Eyes Above The Waves

Robert O'Callahan. Christian. Repatriate Kiwi. Hacker.

Wednesday 1 April 2015

Reverse Execution And Signals

gdb's reverse execution interface interacts with signals in counter-intuitive ways. If you're using rr and gdb reverse execution to debug situations involving signals, e.g. a SIGSEGV, read on...

Consider the following program test.c:

int main(int argc, char **argv) {
  __asm__ __volatile__("jmp 0x42");
}

We can debug this with rr as follows:

[roc@eternity test]$ rr ./test
rr: Saving the execution of `/home/roc/tmp/test' to trace directory `/home/roc/.rr/test-6'.
[rr.170] Warning: task 14677 (process 14677) dying from fatal signal SIGSEGV.
[roc@eternity test]$ rr replay
GNU gdb (GDB) 7.9
...
0x00002aaaaaaaf6f6 in _dl_start () from /lib64/ld-linux-x86-64.so.2
(gdb) cont
Continuing.
Program received signal SIGSEGV, Segmentation fault.
0x0000000000000042 in ?? ()
(gdb) where
#0  0x0000000000000042 in ?? ()
#1  0x0000000000000000 in ?? ()

At this point you get that awful sinking feeling... But wait!

(gdb) reverse-stepi
Program received signal SIGSEGV, Segmentation fault.
0x0000000000000042 in ?? ()
(gdb) reverse-stepi
main (argc=1, argv=0x7fffffffdf38) at /home/roc/tmp/test.c:28
28   __asm__ __volatile__("jmp 0x42");

Hurrah!

The obvious questions are: why did we have to reverse-stepi twice to get back to the jmp, and why did the first reverse-stepi trigger SIGSEGV again?

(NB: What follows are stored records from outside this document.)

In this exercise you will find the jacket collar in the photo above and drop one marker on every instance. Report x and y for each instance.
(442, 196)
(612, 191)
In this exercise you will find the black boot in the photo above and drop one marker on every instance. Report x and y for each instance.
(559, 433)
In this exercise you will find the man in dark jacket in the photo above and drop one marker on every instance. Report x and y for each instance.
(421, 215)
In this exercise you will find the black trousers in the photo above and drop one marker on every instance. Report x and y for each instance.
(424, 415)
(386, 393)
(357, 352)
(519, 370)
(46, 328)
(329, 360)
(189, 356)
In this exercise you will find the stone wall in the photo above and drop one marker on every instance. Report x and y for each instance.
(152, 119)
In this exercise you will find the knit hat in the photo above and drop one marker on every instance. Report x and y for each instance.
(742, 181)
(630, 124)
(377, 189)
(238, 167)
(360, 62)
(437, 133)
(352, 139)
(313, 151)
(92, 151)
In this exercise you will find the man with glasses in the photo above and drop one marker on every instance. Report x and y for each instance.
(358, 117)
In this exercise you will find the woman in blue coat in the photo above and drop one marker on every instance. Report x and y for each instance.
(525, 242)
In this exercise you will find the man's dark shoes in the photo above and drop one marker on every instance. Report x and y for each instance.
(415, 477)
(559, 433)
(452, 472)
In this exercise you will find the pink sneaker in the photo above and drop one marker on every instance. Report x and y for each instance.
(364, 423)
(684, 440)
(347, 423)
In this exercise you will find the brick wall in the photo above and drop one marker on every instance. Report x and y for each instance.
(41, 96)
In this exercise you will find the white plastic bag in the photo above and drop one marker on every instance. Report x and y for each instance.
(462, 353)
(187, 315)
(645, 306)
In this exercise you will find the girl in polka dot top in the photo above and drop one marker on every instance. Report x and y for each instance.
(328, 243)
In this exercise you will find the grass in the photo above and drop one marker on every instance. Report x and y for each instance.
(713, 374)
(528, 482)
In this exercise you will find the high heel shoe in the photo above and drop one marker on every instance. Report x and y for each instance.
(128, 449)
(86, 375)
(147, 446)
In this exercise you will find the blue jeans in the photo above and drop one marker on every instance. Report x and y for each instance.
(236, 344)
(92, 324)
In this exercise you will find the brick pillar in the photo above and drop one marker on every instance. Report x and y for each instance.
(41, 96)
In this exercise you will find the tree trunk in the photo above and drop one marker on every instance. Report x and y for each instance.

If you singlestep forwards through the program using gdb normally, starting at the jmp instruction, you actually see two separate events:

(gdb) run
Starting program: /home/roc/tmp/test 
Breakpoint 1, main (argc=1, argv=0x7fffffffdfd8) at /home/roc/tmp/test.c:28
28   __asm__ __volatile__("jmp 0x42");
(gdb) stepi
0x0000000000000042 in ?? ()
(gdb) stepi
Program received signal SIGSEGV, Segmentation fault.
0x0000000000000042 in ?? ()
What's happening is that the first stepi runs the jmp and arrives at the invalid location. The second stepi tries to run the instruction at that location and triggers SIGSEGV instead. Now, in the original session we first ran all the way past the SIGSEGV. Then our first reverse-stepi makes us reverse-execute one step: in this case, we reverse-execute the triggering of the SIGSEGV. (In gdb, reverse-executing the triggering of a signal prints the signal just as forward-executing does.) The next reverse-stepi reverse-executes the actual jump.

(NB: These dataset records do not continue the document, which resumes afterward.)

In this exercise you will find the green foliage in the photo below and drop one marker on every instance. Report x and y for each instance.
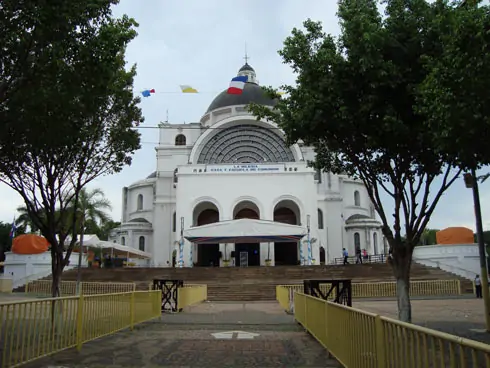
(455, 95)
(66, 105)
(5, 241)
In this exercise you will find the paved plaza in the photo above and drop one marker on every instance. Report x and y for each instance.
(461, 317)
(208, 335)
(248, 335)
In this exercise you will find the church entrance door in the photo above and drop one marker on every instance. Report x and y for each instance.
(207, 213)
(253, 251)
(286, 254)
(208, 255)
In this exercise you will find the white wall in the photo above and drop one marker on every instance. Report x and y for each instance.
(146, 190)
(460, 259)
(226, 190)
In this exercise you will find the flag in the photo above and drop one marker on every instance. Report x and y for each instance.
(187, 89)
(12, 230)
(147, 92)
(237, 85)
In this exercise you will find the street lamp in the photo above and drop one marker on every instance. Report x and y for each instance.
(309, 240)
(471, 181)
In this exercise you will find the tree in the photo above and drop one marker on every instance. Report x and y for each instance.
(25, 220)
(355, 103)
(91, 206)
(67, 108)
(104, 231)
(5, 240)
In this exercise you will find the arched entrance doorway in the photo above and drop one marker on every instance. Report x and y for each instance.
(246, 254)
(207, 254)
(322, 255)
(286, 253)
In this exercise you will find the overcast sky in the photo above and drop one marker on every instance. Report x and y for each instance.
(202, 43)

It feels a little weird, though it makes some amount of sense. It's even weirder when you reverse-singlestep through the execution of a signal handler, but it still all makes sense. I've been pleasantly surprised by gdb's robustness at handling that sort of thing. I've been unpleasantly unsurprised by the number of rr bugs I've had to iron out to make this work properly at scale for Gecko debugging!